#7 Kittens
Midoriya x Ochako
Nunca pensó que en la primera cita estaría tan nervioso. Apenas podía anudarse la corbata. Sus dedos se sentían torpes y por segundos olvidaba cómo hacerlo. Prefería estar en clases, en sus seguras clases o entrenando que en esa situación. Lo desconocido lo asustaba.
Después de tortuosos minutos, decidió que la corbata en realidad no era necesaria y la tiró sobre su cama. Se tendría que autoconvencer que su playera de All Might sería suficiente.
Cartera, celular.. ya tenía todo. Se vio una última vez en el espejo, esperando no encontrar ni su cabello inmanejable ni sus ojos llenos de pánico.
Claro está, no lo consiguió.
Salió de su habitación y se dirigió hacia la entrada de los dormitorios, encontrando a varios chicos en su camino. Algunos de ellos decían cosas como "¡vamos, tigre!" o "por fin Izuku es todo un hombre". Izuku pensaba que ser hombre era mucho más que salir con una chica pero… hasta el sabía lo patético que sería discutir por eso.
Llegó a la entrada de los dormitorios y vio a Ochako esperándolo. Y no estaba preparado para eso.
-Debí ponerme corbata- pensó con amargura
La chica llevaba un lindo vestido floral y unas zapatillas rosas. Aunque Izuku no quería mirar demasiado, sabía que tenía puesto maquillaje (muy tenue, que de hecho le sentaba de maravilla) y en cuanto lo vio, su rostro se iluminó con una gran sonrisa.
-¿Me estuviste esperando mucho?- Preguntó Deku un poco preocupado. ¿En verdad había pasado tanto tiempo en su habitación, presa del pánico?
-No, no, llegué sólo un par de minutos antes que tu-
Izuku se acercó hasta quedar a su lado. -¿Nos vamos?- extendiendo su brazo, con el corazón a mil por hora, esperó a que la chica tomara su mano.
-¡Si!-
Izuku no podía haber pedido un mejor día. A pesar de ser principios de octubre, el clima estaba muy agradable, no había tanta gente en la calle y los dos podían caminar en medio de la ciudad con tranquilidad.
-¿A dónde iremos?-
-Oh, es una sorpresa. Creo que te gustará- comentó Izuku. En realidad lo había pensado toda la semana. Revisó casi todo el internet buscando un buen lugar para la primera cita y hasta había llenado uno de sus cuadernos con anotaciones de los posibles lugares. No podía fallar.

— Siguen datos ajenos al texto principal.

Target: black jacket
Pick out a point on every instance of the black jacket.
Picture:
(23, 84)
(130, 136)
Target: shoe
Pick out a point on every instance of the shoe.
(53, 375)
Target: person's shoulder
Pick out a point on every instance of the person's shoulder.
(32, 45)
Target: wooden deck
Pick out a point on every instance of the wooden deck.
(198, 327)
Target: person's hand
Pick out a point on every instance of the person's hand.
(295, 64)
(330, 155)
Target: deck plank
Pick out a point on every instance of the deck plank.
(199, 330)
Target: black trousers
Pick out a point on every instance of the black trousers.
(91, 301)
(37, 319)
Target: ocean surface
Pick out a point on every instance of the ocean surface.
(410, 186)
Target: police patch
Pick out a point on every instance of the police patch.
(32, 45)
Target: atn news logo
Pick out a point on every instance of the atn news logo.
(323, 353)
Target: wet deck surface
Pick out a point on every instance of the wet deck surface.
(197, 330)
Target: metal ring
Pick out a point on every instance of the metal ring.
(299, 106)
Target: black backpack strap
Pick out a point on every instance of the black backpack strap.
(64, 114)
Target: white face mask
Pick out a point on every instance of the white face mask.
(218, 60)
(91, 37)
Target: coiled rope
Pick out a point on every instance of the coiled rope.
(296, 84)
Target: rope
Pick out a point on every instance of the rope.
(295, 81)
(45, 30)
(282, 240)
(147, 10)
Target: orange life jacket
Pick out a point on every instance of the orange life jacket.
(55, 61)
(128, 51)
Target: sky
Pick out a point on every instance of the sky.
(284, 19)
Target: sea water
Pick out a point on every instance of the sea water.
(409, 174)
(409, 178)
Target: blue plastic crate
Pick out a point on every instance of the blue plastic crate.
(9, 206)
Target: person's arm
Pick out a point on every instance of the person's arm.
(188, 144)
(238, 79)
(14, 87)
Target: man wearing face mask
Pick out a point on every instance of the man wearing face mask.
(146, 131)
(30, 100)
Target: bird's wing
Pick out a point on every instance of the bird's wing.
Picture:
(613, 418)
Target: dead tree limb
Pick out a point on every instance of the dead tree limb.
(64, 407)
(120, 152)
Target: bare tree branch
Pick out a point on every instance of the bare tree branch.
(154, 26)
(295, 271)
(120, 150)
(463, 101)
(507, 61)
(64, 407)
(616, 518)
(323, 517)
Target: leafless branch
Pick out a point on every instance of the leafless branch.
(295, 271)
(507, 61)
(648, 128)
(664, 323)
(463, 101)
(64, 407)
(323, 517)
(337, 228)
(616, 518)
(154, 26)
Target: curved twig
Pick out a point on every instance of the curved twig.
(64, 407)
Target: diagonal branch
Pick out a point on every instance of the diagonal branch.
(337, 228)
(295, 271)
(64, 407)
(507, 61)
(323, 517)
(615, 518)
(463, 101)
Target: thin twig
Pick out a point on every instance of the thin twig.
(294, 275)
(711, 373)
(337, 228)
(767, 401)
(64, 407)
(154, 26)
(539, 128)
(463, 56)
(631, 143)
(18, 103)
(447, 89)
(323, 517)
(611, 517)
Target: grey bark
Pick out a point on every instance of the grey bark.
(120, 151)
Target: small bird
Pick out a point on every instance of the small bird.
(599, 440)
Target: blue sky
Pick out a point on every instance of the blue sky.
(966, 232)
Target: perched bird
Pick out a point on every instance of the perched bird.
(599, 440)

Por fin llegaron a su destino. La cafetería decía "12 cats" en la entrada y un par de gatitos negros que custodiaban la puerta
-¡Un cat café!- gritó la chica de la emoción y se dirigió hasta los gatitos, olvidando por un momento que Izuku estaba con ella.
Izuku suponía que esa emoción estaba dentro de los cálculos.
Izuku aprendió varias cosas de Ochako ese día.
La primera: amaba a los gatos.
La segunda: que era alérgica a su pelo.
De regreso del hospital, Ochako se disculpó mil veces con él. Sin embargo, no dejó de tomarlo de la mano. E Izuku pensó que iban por buen camino. Y podrían repetir la primera cita. O eso había prometido Ochako.